|Year : 2015 | Volume
| Issue : 1 | Page : 80-82
Surgical management of acromegaly in a resource-challenged environment
Idowu Olufemi Emmanuel1, Audu Safina Mary-anne2
1 Department of Surgery, Neurosurgery Division, Lagos State University College of Medicine, Lagos, Nigeria
2 Department of Family Medicine, Lagos State University Teaching Hospital, Ikeja, Lagos, Nigeria
|Date of Web Publication||13-Jan-2015|
Idowu Olufemi Emmanuel
Department of Surgery, Neurosurgery Division, Lagos State University College of Medicine,Ikeja, Lagos
Source of Support: None, Conflict of Interest: None
| Abstract|| |
The management of acromegaly caused by an uncommon growth hormone-secreting pituitary adenoma can be challenging in low-resource African subregion. We conducted a study over a 2-year period to describe the results and challenges following surgical treatment of this rare condition in our centre. The clinical outcome was defined as successful based on the surgeon's intraoperative observation, postoperative neuroimaging findings and neuroendocrinological results. A total of three patients (two males and one female) aged 19-32 years were included. Visual impairment was the main presenting symptom in all the three patients. The postoperative period was uneventful. Acromegaly is an uncommon disorder in our region. Surgery is the treatment of choice in low-resource practice.
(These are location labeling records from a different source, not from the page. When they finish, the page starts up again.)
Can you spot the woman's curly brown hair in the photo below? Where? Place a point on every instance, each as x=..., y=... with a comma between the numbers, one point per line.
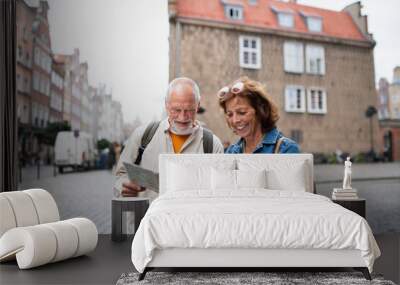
x=255, y=93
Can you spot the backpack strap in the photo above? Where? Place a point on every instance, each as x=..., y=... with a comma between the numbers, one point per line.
x=207, y=141
x=278, y=144
x=146, y=138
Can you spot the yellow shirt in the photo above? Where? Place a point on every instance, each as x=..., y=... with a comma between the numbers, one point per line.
x=178, y=141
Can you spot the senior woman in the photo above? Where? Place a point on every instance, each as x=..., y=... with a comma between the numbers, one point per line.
x=252, y=115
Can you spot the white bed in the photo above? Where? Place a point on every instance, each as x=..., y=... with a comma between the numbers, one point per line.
x=247, y=211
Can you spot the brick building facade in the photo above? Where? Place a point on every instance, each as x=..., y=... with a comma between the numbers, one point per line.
x=322, y=79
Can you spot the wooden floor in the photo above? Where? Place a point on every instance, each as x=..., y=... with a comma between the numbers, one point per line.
x=111, y=259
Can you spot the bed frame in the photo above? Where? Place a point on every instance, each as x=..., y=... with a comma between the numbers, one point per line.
x=241, y=259
x=249, y=259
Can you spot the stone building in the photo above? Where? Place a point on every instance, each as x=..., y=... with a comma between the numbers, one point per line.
x=33, y=74
x=107, y=116
x=56, y=92
x=389, y=115
x=317, y=65
x=24, y=54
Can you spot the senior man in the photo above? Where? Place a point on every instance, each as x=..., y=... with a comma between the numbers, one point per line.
x=178, y=133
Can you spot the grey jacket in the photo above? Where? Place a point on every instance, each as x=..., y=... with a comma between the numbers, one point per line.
x=160, y=143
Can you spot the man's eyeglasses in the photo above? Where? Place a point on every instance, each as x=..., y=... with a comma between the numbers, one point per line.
x=177, y=111
x=235, y=89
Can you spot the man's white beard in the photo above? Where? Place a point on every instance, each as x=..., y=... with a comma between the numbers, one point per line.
x=182, y=132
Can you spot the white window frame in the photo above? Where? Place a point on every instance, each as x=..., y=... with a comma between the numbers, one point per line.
x=293, y=56
x=289, y=97
x=285, y=19
x=237, y=12
x=314, y=24
x=313, y=54
x=311, y=108
x=250, y=51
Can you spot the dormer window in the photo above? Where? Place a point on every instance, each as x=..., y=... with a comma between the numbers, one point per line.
x=234, y=12
x=314, y=24
x=285, y=20
x=312, y=21
x=285, y=17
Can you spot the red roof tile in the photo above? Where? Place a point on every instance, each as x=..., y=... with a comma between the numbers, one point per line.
x=337, y=24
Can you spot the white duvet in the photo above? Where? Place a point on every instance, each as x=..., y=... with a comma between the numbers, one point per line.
x=253, y=218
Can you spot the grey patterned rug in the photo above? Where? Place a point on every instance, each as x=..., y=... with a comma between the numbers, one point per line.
x=229, y=278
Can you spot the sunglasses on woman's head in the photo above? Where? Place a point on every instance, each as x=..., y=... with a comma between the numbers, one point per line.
x=235, y=89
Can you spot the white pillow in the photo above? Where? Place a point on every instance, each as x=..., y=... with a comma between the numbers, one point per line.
x=282, y=173
x=236, y=179
x=251, y=178
x=183, y=178
x=293, y=180
x=223, y=179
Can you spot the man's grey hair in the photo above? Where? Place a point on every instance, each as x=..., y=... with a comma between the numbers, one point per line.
x=181, y=81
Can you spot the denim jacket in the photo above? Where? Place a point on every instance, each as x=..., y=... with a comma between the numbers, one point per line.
x=267, y=145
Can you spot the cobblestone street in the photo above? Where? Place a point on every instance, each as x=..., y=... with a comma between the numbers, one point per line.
x=86, y=194
x=89, y=194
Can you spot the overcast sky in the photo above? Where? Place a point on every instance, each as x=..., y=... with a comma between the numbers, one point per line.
x=125, y=43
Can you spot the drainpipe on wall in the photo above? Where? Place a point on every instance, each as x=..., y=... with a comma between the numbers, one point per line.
x=177, y=49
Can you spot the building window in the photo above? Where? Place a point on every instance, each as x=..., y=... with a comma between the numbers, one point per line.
x=234, y=12
x=250, y=52
x=36, y=56
x=285, y=20
x=316, y=101
x=296, y=135
x=295, y=100
x=293, y=57
x=315, y=59
x=36, y=81
x=314, y=24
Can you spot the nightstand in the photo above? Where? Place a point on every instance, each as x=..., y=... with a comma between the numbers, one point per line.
x=356, y=205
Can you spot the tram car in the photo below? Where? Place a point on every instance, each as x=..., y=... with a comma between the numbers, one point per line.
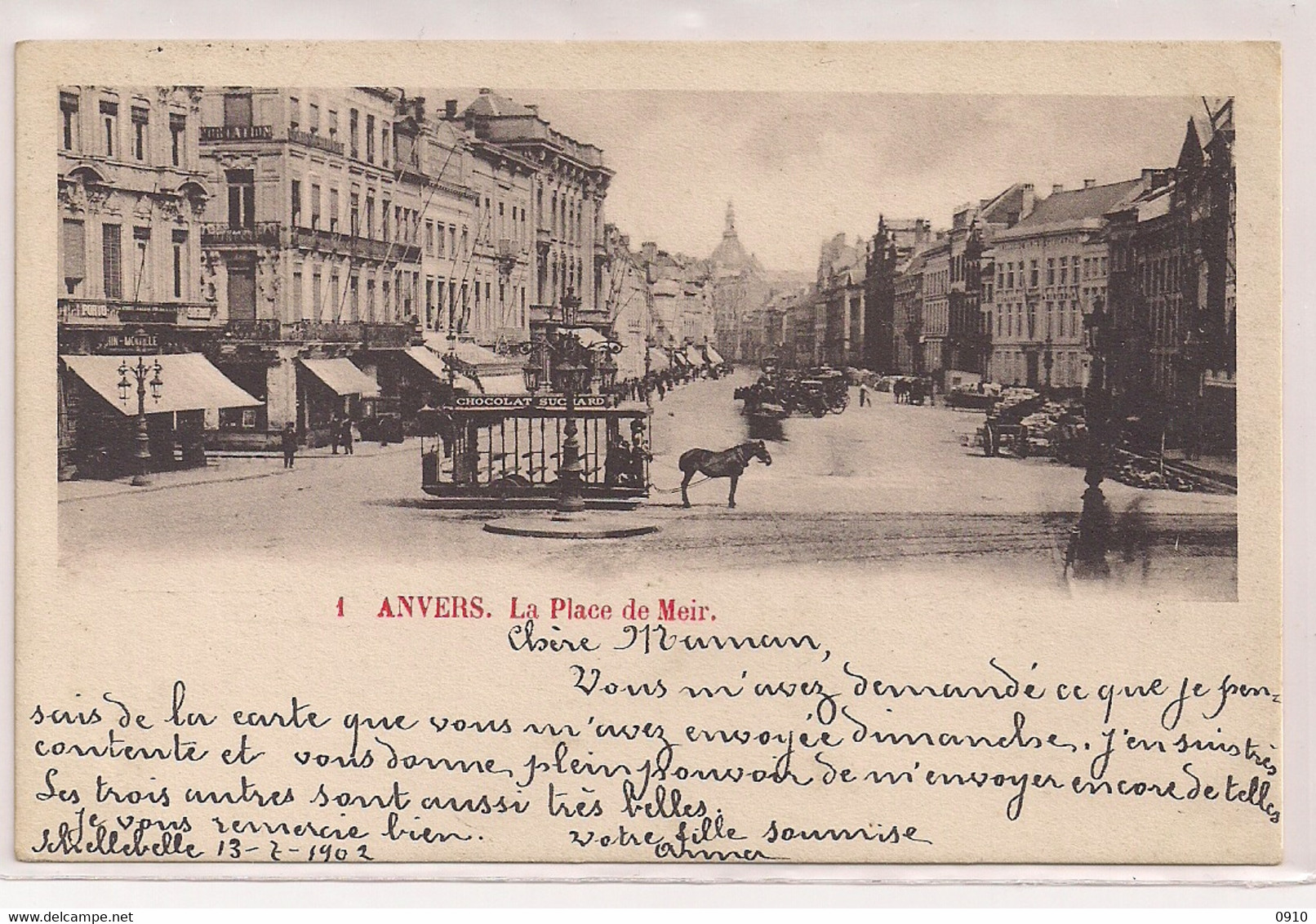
x=507, y=446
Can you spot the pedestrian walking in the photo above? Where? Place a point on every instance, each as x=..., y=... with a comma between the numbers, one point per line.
x=290, y=444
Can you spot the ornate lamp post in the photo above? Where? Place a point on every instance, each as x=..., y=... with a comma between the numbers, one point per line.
x=574, y=375
x=1092, y=536
x=144, y=442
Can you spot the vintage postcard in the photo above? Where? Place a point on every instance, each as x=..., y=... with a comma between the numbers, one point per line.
x=649, y=453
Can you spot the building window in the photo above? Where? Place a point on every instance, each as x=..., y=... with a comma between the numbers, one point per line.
x=316, y=305
x=237, y=109
x=75, y=255
x=141, y=270
x=69, y=115
x=141, y=137
x=180, y=241
x=178, y=139
x=109, y=120
x=296, y=294
x=112, y=261
x=241, y=198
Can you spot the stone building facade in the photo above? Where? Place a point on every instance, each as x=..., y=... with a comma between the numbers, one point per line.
x=132, y=197
x=1051, y=271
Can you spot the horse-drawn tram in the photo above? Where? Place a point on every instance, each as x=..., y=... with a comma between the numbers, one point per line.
x=509, y=446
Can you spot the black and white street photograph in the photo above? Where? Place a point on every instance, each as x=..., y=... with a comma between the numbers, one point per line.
x=685, y=331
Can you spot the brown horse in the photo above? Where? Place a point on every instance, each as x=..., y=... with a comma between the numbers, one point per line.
x=727, y=464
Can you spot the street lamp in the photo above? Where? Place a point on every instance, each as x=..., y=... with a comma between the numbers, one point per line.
x=1092, y=536
x=144, y=442
x=574, y=375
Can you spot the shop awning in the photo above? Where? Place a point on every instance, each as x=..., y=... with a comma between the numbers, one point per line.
x=342, y=376
x=503, y=384
x=434, y=366
x=189, y=384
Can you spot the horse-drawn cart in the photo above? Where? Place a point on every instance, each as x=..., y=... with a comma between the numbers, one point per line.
x=505, y=446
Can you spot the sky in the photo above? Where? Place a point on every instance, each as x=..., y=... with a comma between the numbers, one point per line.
x=802, y=167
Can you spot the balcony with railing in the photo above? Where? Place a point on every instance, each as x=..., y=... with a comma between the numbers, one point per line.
x=349, y=245
x=113, y=312
x=220, y=234
x=215, y=133
x=316, y=141
x=370, y=335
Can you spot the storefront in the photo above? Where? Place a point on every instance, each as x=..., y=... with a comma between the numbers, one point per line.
x=99, y=402
x=329, y=391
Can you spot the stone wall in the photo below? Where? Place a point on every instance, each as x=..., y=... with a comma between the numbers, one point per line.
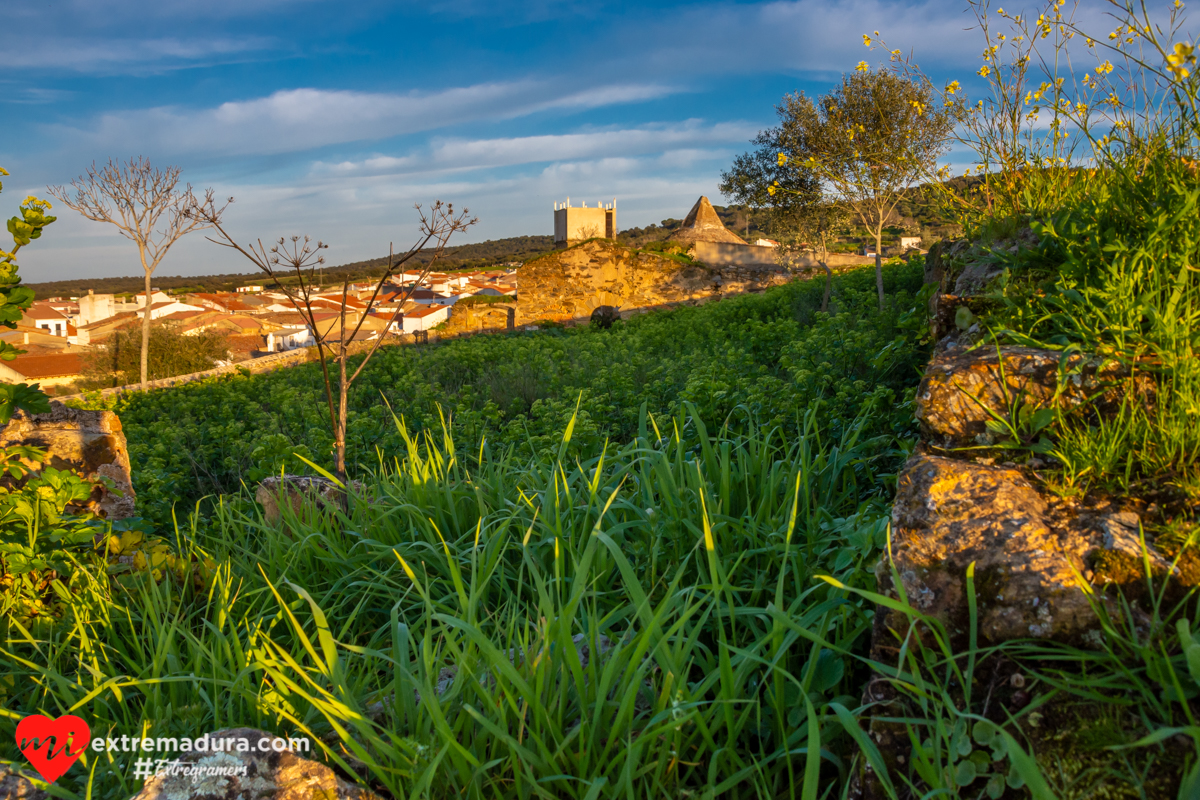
x=573, y=283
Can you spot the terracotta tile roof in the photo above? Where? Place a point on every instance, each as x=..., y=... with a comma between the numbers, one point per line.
x=425, y=311
x=180, y=316
x=43, y=311
x=47, y=366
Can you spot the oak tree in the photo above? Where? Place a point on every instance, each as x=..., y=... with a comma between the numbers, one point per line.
x=876, y=134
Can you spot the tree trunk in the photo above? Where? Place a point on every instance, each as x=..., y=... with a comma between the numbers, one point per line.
x=145, y=336
x=342, y=388
x=879, y=266
x=825, y=300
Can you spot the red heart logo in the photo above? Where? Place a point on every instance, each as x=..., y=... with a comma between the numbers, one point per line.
x=52, y=746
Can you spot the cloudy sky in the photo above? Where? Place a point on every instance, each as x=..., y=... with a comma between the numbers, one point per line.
x=334, y=118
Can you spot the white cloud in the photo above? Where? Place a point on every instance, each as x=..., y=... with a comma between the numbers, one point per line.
x=375, y=210
x=301, y=119
x=672, y=140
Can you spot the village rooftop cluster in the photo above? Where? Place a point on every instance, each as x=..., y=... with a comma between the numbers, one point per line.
x=59, y=332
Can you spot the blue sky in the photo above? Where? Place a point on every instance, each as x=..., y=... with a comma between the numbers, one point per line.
x=331, y=119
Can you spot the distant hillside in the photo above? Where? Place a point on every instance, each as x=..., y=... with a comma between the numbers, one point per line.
x=465, y=257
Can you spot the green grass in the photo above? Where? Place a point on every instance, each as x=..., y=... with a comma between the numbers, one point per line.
x=693, y=554
x=757, y=359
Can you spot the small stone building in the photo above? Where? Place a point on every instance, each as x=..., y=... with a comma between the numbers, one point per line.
x=576, y=224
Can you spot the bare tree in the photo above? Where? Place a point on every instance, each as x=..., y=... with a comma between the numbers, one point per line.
x=294, y=263
x=147, y=206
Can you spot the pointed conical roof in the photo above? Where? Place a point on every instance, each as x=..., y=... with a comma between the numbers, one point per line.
x=703, y=224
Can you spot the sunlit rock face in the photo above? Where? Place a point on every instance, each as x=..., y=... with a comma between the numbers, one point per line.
x=88, y=443
x=964, y=389
x=1038, y=559
x=235, y=774
x=570, y=284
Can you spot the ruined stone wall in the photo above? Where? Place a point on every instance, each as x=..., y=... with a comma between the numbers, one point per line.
x=570, y=284
x=88, y=443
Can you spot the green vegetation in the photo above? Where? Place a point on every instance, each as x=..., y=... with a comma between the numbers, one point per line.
x=641, y=561
x=766, y=359
x=172, y=353
x=489, y=254
x=663, y=492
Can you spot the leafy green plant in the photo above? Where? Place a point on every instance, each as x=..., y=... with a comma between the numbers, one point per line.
x=16, y=300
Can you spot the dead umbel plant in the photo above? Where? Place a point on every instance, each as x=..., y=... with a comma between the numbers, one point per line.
x=148, y=206
x=292, y=264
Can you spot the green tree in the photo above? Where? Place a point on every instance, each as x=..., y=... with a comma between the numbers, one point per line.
x=875, y=136
x=769, y=179
x=171, y=353
x=16, y=300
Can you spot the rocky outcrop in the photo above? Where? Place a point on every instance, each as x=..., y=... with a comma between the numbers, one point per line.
x=89, y=443
x=702, y=223
x=15, y=786
x=249, y=775
x=1037, y=559
x=964, y=389
x=570, y=284
x=299, y=492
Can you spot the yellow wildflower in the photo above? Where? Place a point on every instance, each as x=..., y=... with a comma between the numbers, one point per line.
x=1182, y=60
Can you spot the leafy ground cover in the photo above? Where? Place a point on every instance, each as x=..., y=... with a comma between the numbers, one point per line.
x=663, y=493
x=765, y=359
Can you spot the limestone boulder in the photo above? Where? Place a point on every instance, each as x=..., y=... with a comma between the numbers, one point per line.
x=89, y=443
x=249, y=776
x=1030, y=552
x=963, y=388
x=15, y=786
x=299, y=492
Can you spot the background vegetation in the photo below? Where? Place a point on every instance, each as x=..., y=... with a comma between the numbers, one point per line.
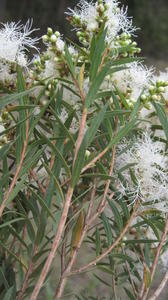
x=150, y=15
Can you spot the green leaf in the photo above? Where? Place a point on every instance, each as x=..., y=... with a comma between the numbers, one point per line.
x=107, y=228
x=58, y=154
x=9, y=294
x=122, y=133
x=96, y=85
x=14, y=97
x=96, y=122
x=98, y=242
x=96, y=55
x=129, y=294
x=162, y=117
x=69, y=61
x=79, y=162
x=117, y=216
x=101, y=280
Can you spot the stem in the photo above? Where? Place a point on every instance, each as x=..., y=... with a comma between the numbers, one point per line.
x=88, y=221
x=12, y=185
x=160, y=287
x=28, y=273
x=63, y=219
x=105, y=253
x=63, y=279
x=54, y=247
x=154, y=265
x=114, y=288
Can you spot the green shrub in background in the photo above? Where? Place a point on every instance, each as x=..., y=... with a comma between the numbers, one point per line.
x=83, y=160
x=151, y=15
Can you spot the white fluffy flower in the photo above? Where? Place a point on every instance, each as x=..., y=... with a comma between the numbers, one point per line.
x=163, y=76
x=2, y=128
x=117, y=20
x=87, y=14
x=149, y=165
x=135, y=78
x=60, y=45
x=15, y=41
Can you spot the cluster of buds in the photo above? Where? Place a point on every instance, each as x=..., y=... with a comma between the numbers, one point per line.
x=131, y=102
x=39, y=62
x=124, y=40
x=51, y=88
x=84, y=28
x=4, y=123
x=155, y=92
x=54, y=41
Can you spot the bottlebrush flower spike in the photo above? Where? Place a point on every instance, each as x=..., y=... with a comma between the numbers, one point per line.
x=149, y=166
x=15, y=41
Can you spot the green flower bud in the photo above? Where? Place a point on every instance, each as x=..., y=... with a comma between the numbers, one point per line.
x=49, y=31
x=155, y=97
x=45, y=38
x=57, y=33
x=53, y=38
x=144, y=97
x=161, y=89
x=87, y=154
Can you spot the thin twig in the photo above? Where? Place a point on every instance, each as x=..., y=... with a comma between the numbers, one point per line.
x=105, y=253
x=114, y=288
x=28, y=273
x=41, y=188
x=88, y=222
x=63, y=219
x=129, y=273
x=160, y=287
x=12, y=185
x=155, y=262
x=63, y=278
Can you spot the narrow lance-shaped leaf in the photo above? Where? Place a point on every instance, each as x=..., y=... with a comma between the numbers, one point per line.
x=96, y=56
x=77, y=232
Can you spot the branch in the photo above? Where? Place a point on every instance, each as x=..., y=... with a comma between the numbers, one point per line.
x=63, y=219
x=63, y=278
x=160, y=287
x=12, y=185
x=105, y=253
x=145, y=292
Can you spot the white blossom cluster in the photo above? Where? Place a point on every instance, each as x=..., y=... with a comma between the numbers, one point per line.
x=15, y=42
x=116, y=19
x=148, y=162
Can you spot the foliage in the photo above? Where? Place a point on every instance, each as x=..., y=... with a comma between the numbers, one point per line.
x=83, y=159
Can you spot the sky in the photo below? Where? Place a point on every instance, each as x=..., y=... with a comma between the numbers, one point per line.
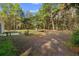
x=32, y=7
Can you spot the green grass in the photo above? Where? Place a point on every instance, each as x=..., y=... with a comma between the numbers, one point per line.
x=7, y=48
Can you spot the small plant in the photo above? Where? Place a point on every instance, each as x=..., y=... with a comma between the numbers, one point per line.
x=7, y=48
x=75, y=38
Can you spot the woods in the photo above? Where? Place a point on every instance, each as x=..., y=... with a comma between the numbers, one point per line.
x=53, y=29
x=50, y=16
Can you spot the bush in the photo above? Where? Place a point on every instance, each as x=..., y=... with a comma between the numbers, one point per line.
x=75, y=37
x=7, y=48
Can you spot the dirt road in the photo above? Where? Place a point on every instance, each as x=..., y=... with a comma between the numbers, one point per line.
x=49, y=45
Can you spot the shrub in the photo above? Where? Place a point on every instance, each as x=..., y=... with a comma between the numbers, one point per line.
x=75, y=38
x=7, y=48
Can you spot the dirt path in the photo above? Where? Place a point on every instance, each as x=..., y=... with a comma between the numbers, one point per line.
x=49, y=45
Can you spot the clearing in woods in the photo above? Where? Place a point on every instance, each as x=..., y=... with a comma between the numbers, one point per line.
x=51, y=44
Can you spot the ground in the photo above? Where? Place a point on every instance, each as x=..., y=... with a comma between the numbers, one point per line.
x=52, y=43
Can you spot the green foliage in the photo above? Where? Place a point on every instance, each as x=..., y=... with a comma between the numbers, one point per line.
x=7, y=48
x=75, y=38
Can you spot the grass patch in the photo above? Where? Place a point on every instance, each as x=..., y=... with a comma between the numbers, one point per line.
x=7, y=48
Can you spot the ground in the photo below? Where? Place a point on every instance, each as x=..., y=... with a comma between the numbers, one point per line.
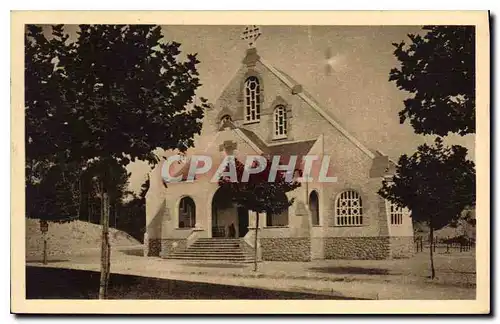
x=337, y=279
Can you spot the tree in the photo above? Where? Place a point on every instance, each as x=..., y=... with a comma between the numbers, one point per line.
x=258, y=194
x=122, y=92
x=436, y=183
x=438, y=69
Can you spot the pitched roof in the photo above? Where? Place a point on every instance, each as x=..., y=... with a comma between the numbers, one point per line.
x=287, y=80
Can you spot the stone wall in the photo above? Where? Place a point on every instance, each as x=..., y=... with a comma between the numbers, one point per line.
x=360, y=248
x=286, y=249
x=402, y=246
x=167, y=246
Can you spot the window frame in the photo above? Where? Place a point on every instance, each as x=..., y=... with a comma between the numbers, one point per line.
x=180, y=210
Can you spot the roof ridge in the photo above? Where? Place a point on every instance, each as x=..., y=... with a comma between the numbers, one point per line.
x=316, y=106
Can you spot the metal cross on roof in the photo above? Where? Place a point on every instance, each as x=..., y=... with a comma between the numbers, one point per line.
x=250, y=34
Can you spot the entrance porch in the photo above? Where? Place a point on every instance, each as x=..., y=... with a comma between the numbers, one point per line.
x=228, y=219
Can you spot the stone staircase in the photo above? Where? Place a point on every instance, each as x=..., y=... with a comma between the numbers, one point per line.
x=215, y=249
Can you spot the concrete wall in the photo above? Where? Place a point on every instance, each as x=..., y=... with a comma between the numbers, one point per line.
x=402, y=246
x=286, y=249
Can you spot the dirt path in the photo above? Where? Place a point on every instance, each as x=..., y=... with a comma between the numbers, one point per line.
x=351, y=279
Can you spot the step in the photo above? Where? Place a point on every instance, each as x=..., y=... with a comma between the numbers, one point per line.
x=209, y=253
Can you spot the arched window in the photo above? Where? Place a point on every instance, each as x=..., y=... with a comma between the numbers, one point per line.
x=252, y=99
x=280, y=123
x=395, y=212
x=314, y=207
x=349, y=209
x=187, y=213
x=226, y=118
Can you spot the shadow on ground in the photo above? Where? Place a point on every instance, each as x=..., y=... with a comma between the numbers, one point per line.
x=53, y=283
x=352, y=270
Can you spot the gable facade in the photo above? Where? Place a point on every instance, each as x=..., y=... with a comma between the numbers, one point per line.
x=263, y=111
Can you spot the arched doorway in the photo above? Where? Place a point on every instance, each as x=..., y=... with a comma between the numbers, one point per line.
x=187, y=213
x=314, y=207
x=228, y=220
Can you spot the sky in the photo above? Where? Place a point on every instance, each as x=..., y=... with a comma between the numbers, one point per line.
x=356, y=93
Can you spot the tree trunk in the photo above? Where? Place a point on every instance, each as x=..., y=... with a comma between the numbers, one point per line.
x=105, y=246
x=44, y=228
x=256, y=241
x=431, y=248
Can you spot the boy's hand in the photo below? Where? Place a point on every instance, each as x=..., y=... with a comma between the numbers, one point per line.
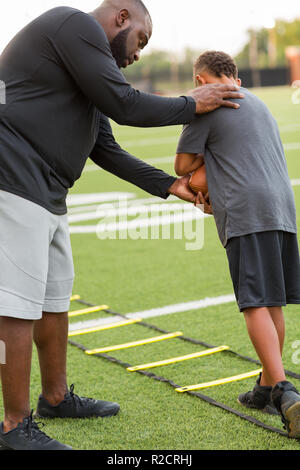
x=213, y=96
x=180, y=188
x=203, y=203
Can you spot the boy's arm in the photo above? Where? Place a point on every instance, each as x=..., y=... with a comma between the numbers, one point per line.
x=187, y=163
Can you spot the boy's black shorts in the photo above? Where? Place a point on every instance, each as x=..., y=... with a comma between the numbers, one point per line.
x=265, y=269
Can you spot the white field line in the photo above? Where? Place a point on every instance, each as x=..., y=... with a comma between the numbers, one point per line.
x=156, y=312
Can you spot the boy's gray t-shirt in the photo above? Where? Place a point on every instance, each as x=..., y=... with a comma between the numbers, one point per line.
x=248, y=182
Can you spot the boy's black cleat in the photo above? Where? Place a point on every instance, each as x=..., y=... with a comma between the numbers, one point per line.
x=74, y=406
x=286, y=398
x=28, y=436
x=259, y=398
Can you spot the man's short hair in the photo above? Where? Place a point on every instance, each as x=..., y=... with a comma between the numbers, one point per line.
x=216, y=63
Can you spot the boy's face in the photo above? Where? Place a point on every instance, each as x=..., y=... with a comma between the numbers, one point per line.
x=205, y=78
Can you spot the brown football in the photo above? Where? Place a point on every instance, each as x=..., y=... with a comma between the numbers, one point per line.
x=198, y=181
Keywords: Acromegaly, growth hormone-secreting pituitary adenoma, insulin-like growth factor-I, pterional craniotomy
|How to cite this article:|
Emmanuel IO, Mary-anne AS. Surgical management of acromegaly in a resource-challenged environment. Niger Med J 2015;56:80-2
| Introduction|| |
Growth hormone-secreting pituitary adenoma (GHPA) is a rare, chronic, systemic disease that is associated with premature death and significant morbidity.  It is related to high levels of growth hormone (GH) and insulin-like growth factor-I (IGF-I).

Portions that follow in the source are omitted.